The anxiety and expectations around the barters are due to the importance of this fuel for Venezuela. In an online forum coordinated by the non-governmental organization Washington Office on Latin America (WOLA) on February 12, the representative of the Chamber of Transportation of the Center of the Country in Venezuela, Marien Vielma, said that 95% of the supplies in the country are transported by land, so they use diesel. “I would say that 100% of goods, merchandise, food, medicine, all essential goods and services are dispatched, they are distributed to vulnerable areas and the entire country by land,” said Vielma.
If in two or three months a solution is not found to the diesel shortage that the country currently suffers, transportation will be paralyzed, Vielma said. “The time comes when we have to find solutions because we have a shortage that is not discriminating sectors that are covering the entire economy of the country,” he said. “This year we see that the consequences will be very strong if in the next quarter we do not resolve, if the national government does not find a way out, that is, the entry of diesel here.”
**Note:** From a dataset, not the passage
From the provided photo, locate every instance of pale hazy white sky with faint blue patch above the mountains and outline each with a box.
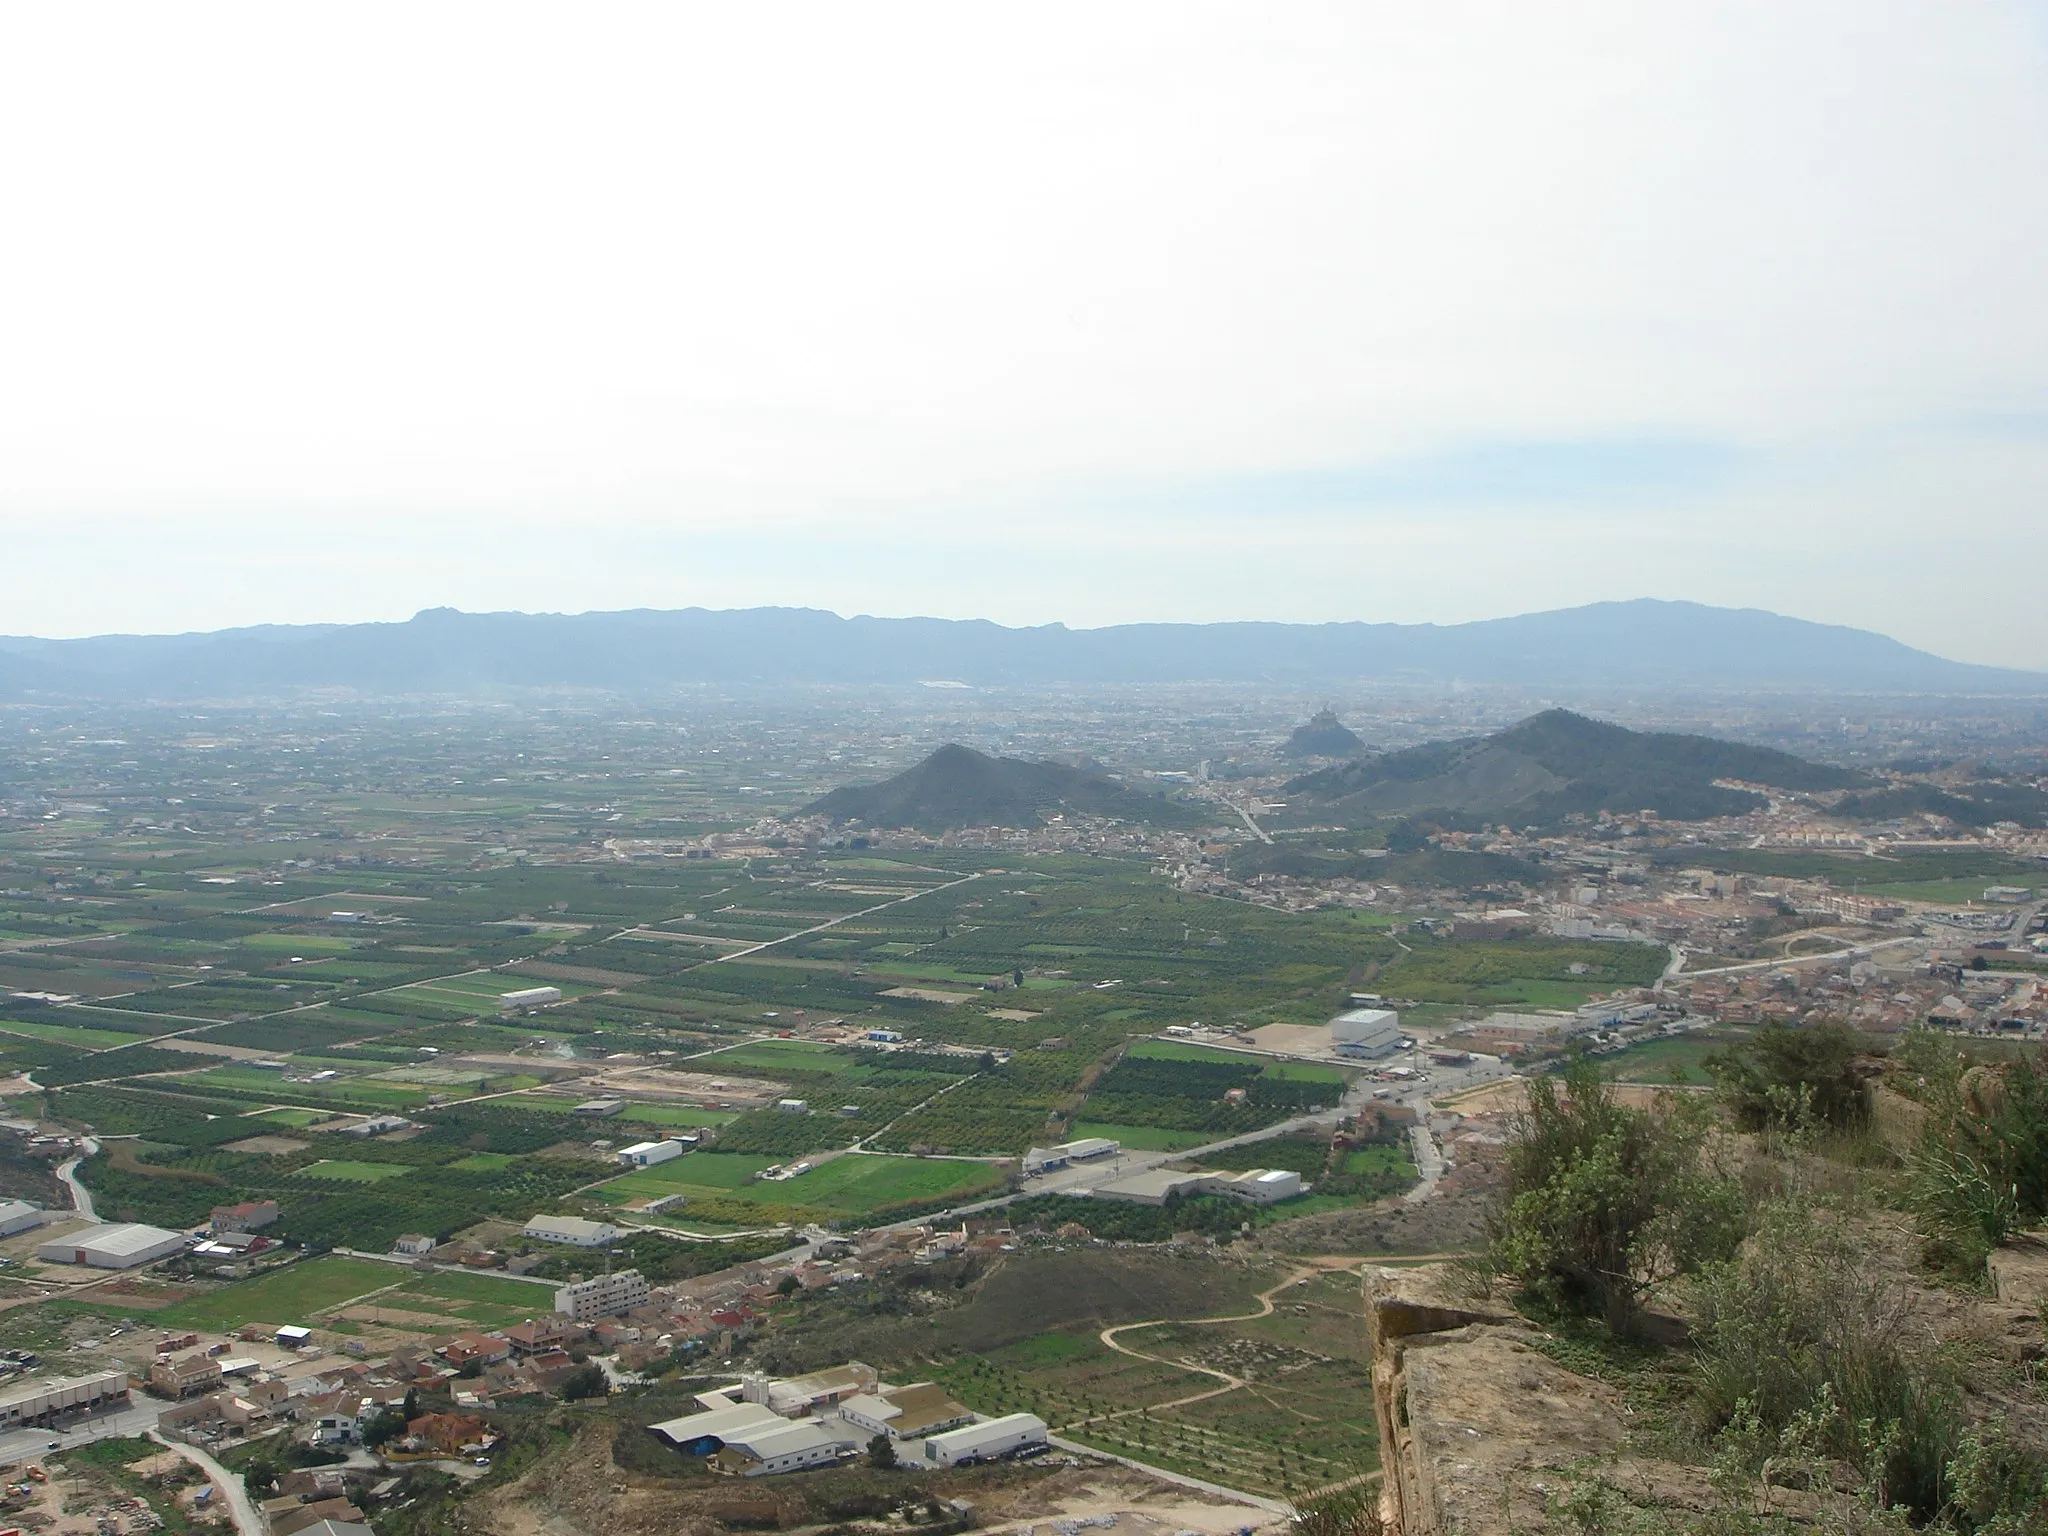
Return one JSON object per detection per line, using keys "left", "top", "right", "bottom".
{"left": 0, "top": 0, "right": 2048, "bottom": 668}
Add to that the lack of data, since PDVSA has not published information on its diesel inventories. Estimates of how much diesel the country has left to operate varies. It is known that Venezuela imported that fuel until November last year and that the authorities are trying to increase the installed refining capacity, which is currently at 13%, says Ventura.
Venezuela had the capacity to refine all the fuels it needed, explains economist Francisco Rodríguez, but in recent years the lack of investment, qualified personnel, corruption and the sanctions imposed by the United States have been mixed to bring down the production of its refineries. “There is plenty of evidence that the sanctions have affected the operation of the oil industry and refining capacity.”
“Venezuela was a country that was quite integrated and its oil sector was quite integrated with the North American economy. So the inputs that Venezuela receives for its refineries were mainly imported from the United States and as a result of the oil sanctions, those ties were broken. And when you are sanctioned by the United States, it is not so easy to get these things sold to you elsewhere, ”says Rodríguez.
It is not about the Biden government now “turning a blind eye”, says Rodríguez, because that could suggest that there is some irregularity or violation of the law that they have decided to ignore. While Maduro is evading a ban imposed by the United States, what he is doing is not strictly illegal. “What happens is that the United States has the ability to punish the companies that do business with it, with its own instruments, which are discretionary, they are instruments of policy.”
Rodríguez, through his foundation Petróleo por Venezuela, advocates the creation of a mechanism in which companies can exchange Venezuelan oil for food or medicine without being sanctioned by the United States, which would require that the distribution of resources be supervised by the international community. “This should not be an issue only with regard to diesel, it should be an issue that is discussed more widely with everything that affects the Venezuelan humanitarian crisis,” says the economist.